I only draw your attention to these two points because I am presently in the process of evaluating two of my blogs: one of which was planned with breathtaking meticulousness, and this one, which simply came into existence a long time ago, and well, has just meandered its way through the years, doing everything that is considered wrong by blogging gurus.
Anyone who reads this blog will know that it has no central plank of authority, no defining market niche, nor a specific demographic readership in mind. It is just a blog that has wandered along for a long time without reason or rhyme.
On the other hand, my other publishing blog, which was designed after a lot of research, careful planning and with a defined readership in mind, and has targeted a specific market niche to which I hoped it would inform, solve problems and in general, do everything a good blog should do. In other words, I built my new blog by following all the rules.
But, I will give you about five seconds to guess which of these two blogs is my most successful, either by a measure of page views, subscribers or organic search queries.
Yes, you guessed right! Of course, this blog, The Vandal is more successful on all counts. It does it all wrong, but for some reason, it fails to fail.
In a round-a-bout way, this brings me to the topic of an article I read recently, about why self-published books fail when measured against traditionally published books.
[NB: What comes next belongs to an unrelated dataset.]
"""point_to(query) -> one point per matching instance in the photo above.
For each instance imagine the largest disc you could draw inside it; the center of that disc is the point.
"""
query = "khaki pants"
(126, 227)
Or more to the point, why literary agents reject writers who do not follow the industrial formula of good writing. If a manuscript doesn’t follow the accepted formulaic rules of conflict creation and then disaster, then it is the wrong way and it will fail, so hence it is rejected.
The only problem with this argument is that it ignores the fact that self-published books have been a resounding success, and that writing the wrong way has served some authors very well indeed.
So as I said at the beginning, doing it the wrong way is not necessarily a recipe for disaster. It is often simply a way of finding a new path to success.